O park küçük bir dünyaydı
Gezi’de seni çok şaşırtan neydi?
- O heyecan, o coşku, o paylaşım, o dayanışma. Rüya gibi bir yerdi. O park, küçük bir dünyaydı. Herkesin güler yüzlü olduğu, birbirini koruduğu, sakındığı... Her şeyden, siyasetten, bu hükümetten, baskıdan, alınan yargı kararlarından, ülkenin gidişatından, umutsuz olduğum bir anda, orası beni inanılmaz umutlandırdı. Ve insanların sokakta olması, baskı şiddete rağmen, istemediği şeyleri protesto etmesi beni geleceğimiz için umutlandırdı.
Her şeyin bittiğini düşündüm
‘Cadı avı’ gibi herkes evinden alınabilir mi?
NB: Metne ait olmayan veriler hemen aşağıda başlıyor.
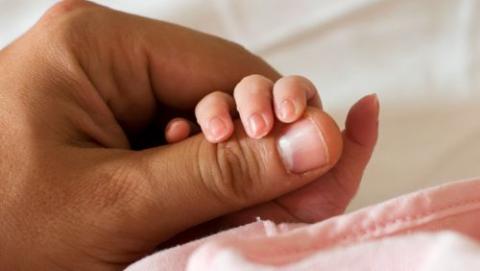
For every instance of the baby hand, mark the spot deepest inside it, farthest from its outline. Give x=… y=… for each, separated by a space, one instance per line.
x=258 y=101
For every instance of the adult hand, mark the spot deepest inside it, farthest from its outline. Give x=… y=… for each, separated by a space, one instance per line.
x=86 y=183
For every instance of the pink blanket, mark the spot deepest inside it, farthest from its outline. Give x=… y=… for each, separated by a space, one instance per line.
x=434 y=229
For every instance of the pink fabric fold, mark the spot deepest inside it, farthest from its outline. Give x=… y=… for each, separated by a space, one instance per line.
x=400 y=234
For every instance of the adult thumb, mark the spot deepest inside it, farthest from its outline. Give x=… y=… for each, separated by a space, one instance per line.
x=193 y=181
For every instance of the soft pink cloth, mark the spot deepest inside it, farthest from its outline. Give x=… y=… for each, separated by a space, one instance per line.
x=428 y=230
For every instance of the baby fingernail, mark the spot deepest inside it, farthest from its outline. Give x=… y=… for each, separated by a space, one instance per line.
x=287 y=110
x=256 y=125
x=216 y=128
x=302 y=147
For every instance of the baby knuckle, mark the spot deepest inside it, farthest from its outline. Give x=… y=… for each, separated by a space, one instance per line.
x=65 y=8
x=235 y=175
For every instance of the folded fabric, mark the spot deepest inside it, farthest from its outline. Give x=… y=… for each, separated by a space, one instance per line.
x=434 y=229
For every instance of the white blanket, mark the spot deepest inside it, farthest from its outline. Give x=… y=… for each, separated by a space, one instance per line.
x=421 y=56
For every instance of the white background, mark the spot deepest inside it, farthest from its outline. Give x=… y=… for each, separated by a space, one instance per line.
x=421 y=56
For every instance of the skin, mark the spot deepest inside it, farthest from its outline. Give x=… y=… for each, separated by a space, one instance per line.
x=87 y=99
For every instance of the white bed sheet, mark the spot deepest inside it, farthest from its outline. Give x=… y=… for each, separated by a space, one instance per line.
x=421 y=56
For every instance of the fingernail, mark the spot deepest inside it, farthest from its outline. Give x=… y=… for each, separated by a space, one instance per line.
x=302 y=147
x=256 y=125
x=287 y=110
x=216 y=128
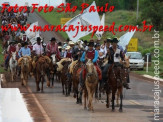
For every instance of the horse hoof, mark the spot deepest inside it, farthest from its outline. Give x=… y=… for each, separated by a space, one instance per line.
x=117 y=105
x=113 y=110
x=74 y=96
x=120 y=110
x=77 y=102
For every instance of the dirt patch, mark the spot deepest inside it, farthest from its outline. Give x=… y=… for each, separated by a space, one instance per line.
x=30 y=102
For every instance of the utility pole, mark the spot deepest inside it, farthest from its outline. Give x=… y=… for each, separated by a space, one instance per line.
x=137 y=14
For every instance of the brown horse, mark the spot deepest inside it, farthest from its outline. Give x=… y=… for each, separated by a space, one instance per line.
x=41 y=68
x=75 y=81
x=117 y=75
x=25 y=64
x=64 y=78
x=91 y=83
x=52 y=70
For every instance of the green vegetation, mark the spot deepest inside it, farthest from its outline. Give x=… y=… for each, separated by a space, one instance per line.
x=120 y=17
x=1 y=58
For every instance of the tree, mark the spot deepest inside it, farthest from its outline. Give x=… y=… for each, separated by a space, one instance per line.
x=152 y=10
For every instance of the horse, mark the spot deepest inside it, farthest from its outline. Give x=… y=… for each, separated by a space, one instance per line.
x=25 y=64
x=64 y=78
x=52 y=70
x=75 y=81
x=117 y=75
x=91 y=83
x=41 y=68
x=13 y=66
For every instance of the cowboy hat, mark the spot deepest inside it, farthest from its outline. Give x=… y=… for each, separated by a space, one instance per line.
x=68 y=47
x=91 y=44
x=115 y=40
x=53 y=39
x=38 y=39
x=109 y=40
x=71 y=43
x=59 y=47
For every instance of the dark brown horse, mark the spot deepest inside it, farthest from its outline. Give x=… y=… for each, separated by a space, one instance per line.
x=64 y=78
x=91 y=83
x=41 y=68
x=75 y=82
x=117 y=75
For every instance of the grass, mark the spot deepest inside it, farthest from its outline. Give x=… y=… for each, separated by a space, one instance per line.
x=1 y=58
x=150 y=70
x=120 y=17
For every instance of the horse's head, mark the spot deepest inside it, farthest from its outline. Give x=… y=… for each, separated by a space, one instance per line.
x=25 y=62
x=13 y=56
x=124 y=72
x=53 y=58
x=127 y=63
x=90 y=68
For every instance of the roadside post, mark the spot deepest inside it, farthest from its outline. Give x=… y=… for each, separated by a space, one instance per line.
x=147 y=62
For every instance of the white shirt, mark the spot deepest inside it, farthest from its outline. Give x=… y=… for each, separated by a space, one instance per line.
x=117 y=59
x=102 y=51
x=39 y=50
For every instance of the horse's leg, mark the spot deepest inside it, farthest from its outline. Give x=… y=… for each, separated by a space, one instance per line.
x=113 y=98
x=99 y=90
x=42 y=83
x=89 y=102
x=80 y=97
x=117 y=99
x=53 y=80
x=66 y=84
x=121 y=98
x=91 y=98
x=107 y=99
x=96 y=92
x=63 y=87
x=21 y=75
x=85 y=99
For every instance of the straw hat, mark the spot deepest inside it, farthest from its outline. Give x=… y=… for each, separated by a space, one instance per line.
x=59 y=47
x=71 y=43
x=68 y=47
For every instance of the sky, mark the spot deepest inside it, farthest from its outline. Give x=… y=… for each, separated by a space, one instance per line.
x=42 y=2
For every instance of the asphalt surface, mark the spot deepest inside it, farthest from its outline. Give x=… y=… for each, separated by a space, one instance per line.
x=53 y=106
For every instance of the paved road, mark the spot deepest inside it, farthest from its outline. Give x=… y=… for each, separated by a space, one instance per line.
x=53 y=106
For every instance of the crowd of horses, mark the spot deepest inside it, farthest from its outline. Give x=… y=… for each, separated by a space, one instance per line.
x=47 y=69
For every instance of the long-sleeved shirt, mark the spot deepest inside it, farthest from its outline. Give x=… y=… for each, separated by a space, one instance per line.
x=24 y=52
x=39 y=50
x=82 y=59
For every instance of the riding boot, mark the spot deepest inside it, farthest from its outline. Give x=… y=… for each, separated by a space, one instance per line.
x=126 y=85
x=81 y=80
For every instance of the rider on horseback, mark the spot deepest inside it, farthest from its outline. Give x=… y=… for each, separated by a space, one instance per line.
x=11 y=48
x=38 y=48
x=24 y=51
x=93 y=55
x=52 y=48
x=114 y=54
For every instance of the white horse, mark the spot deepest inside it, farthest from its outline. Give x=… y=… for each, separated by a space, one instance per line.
x=13 y=65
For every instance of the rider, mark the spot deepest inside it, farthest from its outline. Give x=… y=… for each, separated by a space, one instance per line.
x=38 y=48
x=24 y=51
x=52 y=48
x=76 y=52
x=11 y=48
x=93 y=55
x=114 y=57
x=68 y=52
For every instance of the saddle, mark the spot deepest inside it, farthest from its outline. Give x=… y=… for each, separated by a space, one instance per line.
x=83 y=71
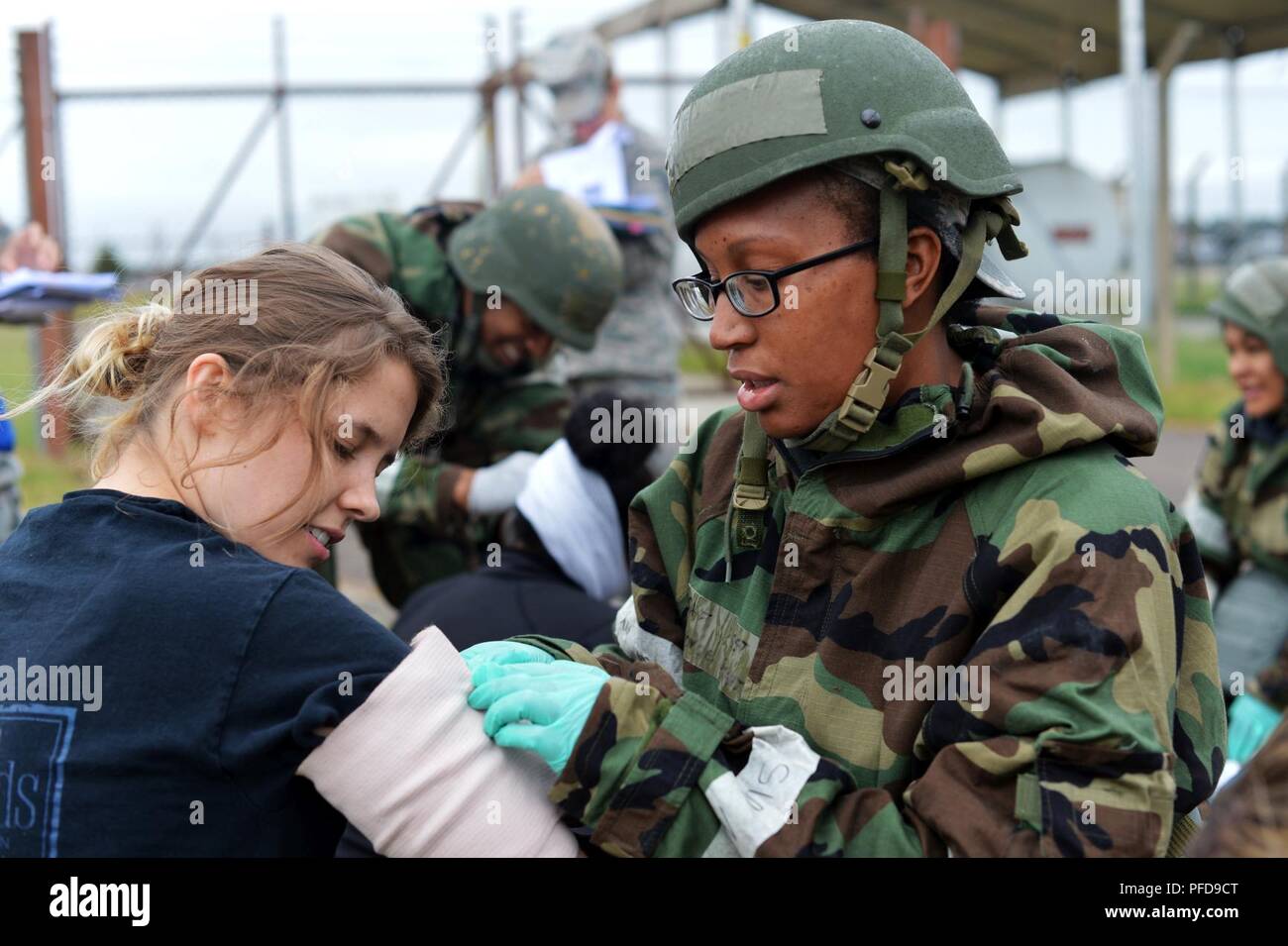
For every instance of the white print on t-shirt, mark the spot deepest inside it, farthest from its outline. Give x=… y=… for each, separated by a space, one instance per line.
x=754 y=804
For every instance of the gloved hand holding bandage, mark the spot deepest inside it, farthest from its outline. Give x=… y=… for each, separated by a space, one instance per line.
x=1250 y=723
x=503 y=653
x=541 y=708
x=494 y=488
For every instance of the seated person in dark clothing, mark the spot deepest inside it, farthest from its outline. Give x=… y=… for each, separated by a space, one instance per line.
x=562 y=568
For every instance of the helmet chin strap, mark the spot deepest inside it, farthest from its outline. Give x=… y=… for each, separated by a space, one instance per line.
x=870 y=390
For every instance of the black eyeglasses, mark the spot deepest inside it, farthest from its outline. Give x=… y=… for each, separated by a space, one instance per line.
x=754 y=292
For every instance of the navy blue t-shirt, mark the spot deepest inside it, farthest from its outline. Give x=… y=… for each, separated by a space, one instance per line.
x=217 y=668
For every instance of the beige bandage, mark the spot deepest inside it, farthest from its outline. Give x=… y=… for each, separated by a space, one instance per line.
x=412 y=770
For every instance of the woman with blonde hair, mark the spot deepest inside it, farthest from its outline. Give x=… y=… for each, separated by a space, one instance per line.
x=168 y=663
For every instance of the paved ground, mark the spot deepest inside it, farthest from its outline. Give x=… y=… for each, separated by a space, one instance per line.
x=1172 y=469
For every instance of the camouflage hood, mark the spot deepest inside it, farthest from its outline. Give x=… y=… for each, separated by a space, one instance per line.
x=1033 y=385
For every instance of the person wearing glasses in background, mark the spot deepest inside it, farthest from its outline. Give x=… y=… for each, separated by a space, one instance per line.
x=910 y=597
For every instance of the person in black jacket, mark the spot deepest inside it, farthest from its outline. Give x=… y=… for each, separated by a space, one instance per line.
x=562 y=567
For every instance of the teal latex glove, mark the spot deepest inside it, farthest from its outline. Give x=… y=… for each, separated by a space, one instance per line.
x=541 y=708
x=1250 y=723
x=503 y=653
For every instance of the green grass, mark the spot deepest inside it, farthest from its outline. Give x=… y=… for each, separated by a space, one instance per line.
x=1202 y=389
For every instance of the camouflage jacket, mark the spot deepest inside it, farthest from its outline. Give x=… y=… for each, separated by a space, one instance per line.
x=781 y=710
x=488 y=417
x=1241 y=498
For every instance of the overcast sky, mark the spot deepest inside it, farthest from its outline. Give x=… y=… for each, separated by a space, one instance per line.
x=138 y=172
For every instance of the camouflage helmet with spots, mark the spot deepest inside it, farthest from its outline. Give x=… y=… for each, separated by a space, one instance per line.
x=1254 y=297
x=549 y=254
x=866 y=99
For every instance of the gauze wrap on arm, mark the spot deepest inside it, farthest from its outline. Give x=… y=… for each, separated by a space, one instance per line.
x=412 y=770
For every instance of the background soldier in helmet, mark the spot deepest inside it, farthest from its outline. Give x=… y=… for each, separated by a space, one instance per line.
x=1239 y=504
x=911 y=598
x=502 y=286
x=612 y=163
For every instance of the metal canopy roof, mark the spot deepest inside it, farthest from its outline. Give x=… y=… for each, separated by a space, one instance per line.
x=1028 y=46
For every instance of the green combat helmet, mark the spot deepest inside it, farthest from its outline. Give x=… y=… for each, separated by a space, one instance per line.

- Olabilir. Bu halk direnişini, örgüt faaliyeti içine sokmaya çalışıyorlar. Peki bu örgüt faaliyetini gösteren kişilerin silahları ne dersiniz? Kask, baret, deniz gözlükleri, eldiven, gaz maskesi! Ya da evinde patlamış bir gaz bombası kapsülü var diye örgüt elemanı ilan ediyorlar! Basbayağı hayali bir örgüt oluşturulmak isteniyor. Ama gözaltılar devam edecek. Bundan daha fazlasını da bekliyoruz. Evet bu bir cadı avı. Ama yapacaklar…
O durumda ne yapılması gerekiyor?
- Bizler, gözaltı süreçlerinde şunu söyledik: Sokaktan alınıyorsanız, o anda isminizi bağırarak söyleyin, sonra sizi bulamıyoruz. Üzerinizde kimliğiniz yoksa alınabilirsiniz. Alınırsanız, neden gözaltına alındığınızı sorun. Hükümet şu anda olağanüstü hal uygulattığı için, insanları palaspandıras göz altına alıyor. O kadar çok insanı aldılar ki, talimatın kimden ve nereden geldiği de belli değil, birilerini toplamışlar, nereye götüreceklerini bilmedikleri için de bir yere bırakmışlar…
Nasıl yani?
- Tarlabaşı’nda bir otobüs dolusu insanı bırakmışlar mesela. Ne yapacağını bilmediklerinden, dolaştırıp dolaştırıp serbest bırakmışlar. Böyle başka olaylar da var.
Senin en korktuğun an hangisiydi?
- Geçen cumartesi Ramada Oteli’nde sıkıştık kaldık. Biz içerideydik, dışarısı büyük bir gaz bulutu altındaydı. Korkunçtu. Dışarıda polisler resmen gaz bombalı silahlarını bize doğrulttular. AKUT’a yardım etmek için de ordaydım, bir süre sonra kendimi sokağa attım ve direnişçilerle polis arasında kaldım. Yüzümde profesyonel bir gaz maskesi vardı. O anda elinde silah olan polisle göz göze geldim. Her şeyin bittiğini düşündüm. Ve çok korktum. O sesler hiç gitmiyor kulağımdan. Küçük çocuklar da vardı. Yüzlerce insan kaçışıyordu. “Biz bunları hak edecek ne yaptık?” dedim. Gerçekten ne yaptık?